[Ifeffit] Debye factor and S02 correlation
Dr. Paul Fons
paul-fons at aist.go.jp
Sat Nov 2 08:27:17 CST 2002
I meant to send this off to the list (instead I sent it to Scott Calvin
only). Ahh the wonders of email.
I thought I would parrot back something I read in one of Bruce's
tutorials (that seemed to work well for me), namely that the Debye
factor, sigma has a k dependence while S02 does not. This means that
if you can Fourier isolate the first shell (and you can assume a
coordination number), you can determine a value for S02 by a fit using
different k weights. You simply fit sigma for various fixed values of
S02 (e.g. 0.6 - 1.0) and repeat the process for different k weights
(e.g. k, k^2, k^3). The resulting plot of sigma vs. S02 will result in
a straight line for a given k weighting. The three different k weights
will intersect at a single point (or almost so) and the value of S02 at
this point will be the value of S02 for the sample.
While we are discussing S02, I thought I would ask a little more about
it myself.
1.
S02, the passive electron reduction factor is a term that encompasses
many body effects, in particular the effect of the core hole. It is
also as such said to have a "weak energy and path dependence" [J.J.

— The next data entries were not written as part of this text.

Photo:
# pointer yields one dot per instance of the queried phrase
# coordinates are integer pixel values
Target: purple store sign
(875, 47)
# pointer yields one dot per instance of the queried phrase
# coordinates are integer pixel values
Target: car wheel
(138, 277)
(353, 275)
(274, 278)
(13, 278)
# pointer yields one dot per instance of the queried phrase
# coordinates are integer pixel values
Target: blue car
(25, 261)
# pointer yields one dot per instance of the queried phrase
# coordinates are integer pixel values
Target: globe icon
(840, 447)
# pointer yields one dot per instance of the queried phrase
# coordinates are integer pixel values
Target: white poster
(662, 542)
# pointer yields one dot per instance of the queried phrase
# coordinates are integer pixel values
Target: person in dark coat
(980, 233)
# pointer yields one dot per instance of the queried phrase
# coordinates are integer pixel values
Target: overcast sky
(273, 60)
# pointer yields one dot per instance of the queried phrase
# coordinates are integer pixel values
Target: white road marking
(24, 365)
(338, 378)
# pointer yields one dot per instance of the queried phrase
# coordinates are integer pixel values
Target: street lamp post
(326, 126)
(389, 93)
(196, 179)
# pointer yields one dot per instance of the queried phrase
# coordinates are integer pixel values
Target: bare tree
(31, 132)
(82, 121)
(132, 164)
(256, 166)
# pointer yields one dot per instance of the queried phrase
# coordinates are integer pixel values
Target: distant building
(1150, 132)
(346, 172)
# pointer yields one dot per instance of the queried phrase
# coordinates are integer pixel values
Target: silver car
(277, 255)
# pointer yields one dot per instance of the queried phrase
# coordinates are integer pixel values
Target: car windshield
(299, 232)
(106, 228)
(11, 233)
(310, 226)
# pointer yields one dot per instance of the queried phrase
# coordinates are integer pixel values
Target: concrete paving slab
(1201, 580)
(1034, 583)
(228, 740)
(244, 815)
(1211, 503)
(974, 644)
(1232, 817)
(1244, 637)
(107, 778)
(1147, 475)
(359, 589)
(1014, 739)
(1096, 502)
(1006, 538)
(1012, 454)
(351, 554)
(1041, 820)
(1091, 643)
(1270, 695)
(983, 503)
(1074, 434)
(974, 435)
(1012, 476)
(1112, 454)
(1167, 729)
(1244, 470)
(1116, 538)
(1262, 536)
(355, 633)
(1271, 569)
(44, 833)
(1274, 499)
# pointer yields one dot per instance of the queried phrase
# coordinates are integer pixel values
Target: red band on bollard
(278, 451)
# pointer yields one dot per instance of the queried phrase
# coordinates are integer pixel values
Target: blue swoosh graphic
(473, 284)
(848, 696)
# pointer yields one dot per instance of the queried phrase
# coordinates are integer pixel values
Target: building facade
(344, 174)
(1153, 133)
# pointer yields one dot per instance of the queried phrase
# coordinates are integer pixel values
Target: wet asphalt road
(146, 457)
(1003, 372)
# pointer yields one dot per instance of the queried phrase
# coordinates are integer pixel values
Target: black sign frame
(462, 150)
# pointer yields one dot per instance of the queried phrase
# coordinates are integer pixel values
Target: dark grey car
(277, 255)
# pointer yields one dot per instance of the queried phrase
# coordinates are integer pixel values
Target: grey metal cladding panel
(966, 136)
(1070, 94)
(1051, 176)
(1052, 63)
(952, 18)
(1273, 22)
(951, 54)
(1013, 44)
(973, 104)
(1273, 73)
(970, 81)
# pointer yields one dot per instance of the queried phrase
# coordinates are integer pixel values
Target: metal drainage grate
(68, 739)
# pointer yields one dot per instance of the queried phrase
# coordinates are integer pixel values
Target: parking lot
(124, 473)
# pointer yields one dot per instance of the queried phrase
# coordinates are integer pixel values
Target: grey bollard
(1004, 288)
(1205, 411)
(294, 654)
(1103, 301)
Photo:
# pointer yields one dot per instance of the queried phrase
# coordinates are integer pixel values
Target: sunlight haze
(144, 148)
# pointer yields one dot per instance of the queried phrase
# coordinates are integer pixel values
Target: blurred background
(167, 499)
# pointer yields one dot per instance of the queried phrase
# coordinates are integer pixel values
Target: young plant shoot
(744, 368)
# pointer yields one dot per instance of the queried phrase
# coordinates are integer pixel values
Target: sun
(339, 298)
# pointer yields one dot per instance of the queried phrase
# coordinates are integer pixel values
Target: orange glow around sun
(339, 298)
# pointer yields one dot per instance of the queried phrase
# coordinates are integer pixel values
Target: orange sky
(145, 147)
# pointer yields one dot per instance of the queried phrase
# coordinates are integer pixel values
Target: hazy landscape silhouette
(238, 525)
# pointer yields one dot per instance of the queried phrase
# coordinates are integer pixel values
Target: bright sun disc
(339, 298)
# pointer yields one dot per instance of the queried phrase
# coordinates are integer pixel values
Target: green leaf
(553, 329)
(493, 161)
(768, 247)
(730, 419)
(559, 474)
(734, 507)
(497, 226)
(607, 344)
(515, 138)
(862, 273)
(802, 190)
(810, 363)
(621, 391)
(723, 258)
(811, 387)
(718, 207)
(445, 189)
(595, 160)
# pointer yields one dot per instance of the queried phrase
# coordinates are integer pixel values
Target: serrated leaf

Rehr and R.C. Albers in Reviews of Modern Physics, v. 72, no. 3
(2000)]. The question is how fair is it to assume that S02 is a
constant independent of shell, or in other words should S02 be allowed
to vary with shell (e.g. with significant multiple scattering
contributions?)
2.
I don't remember the paper offhand, but as I recall, in a paper by
Bruce, the value of S02 was ascribed a value greater than unity. I
didn't grok the explanation at the time, and was wondering if Bruce (or
anyone else) in his ever-expanding knowledge of exafs has an
explanation for when/if S02 can be greater than unity. Certainly if
you consider Rehr's definition of the overlap integral of the N-1
electron wavefunction with and without a core hole, the value of S02
cannot be greater than unity[same reference, p. 636]. Any comments?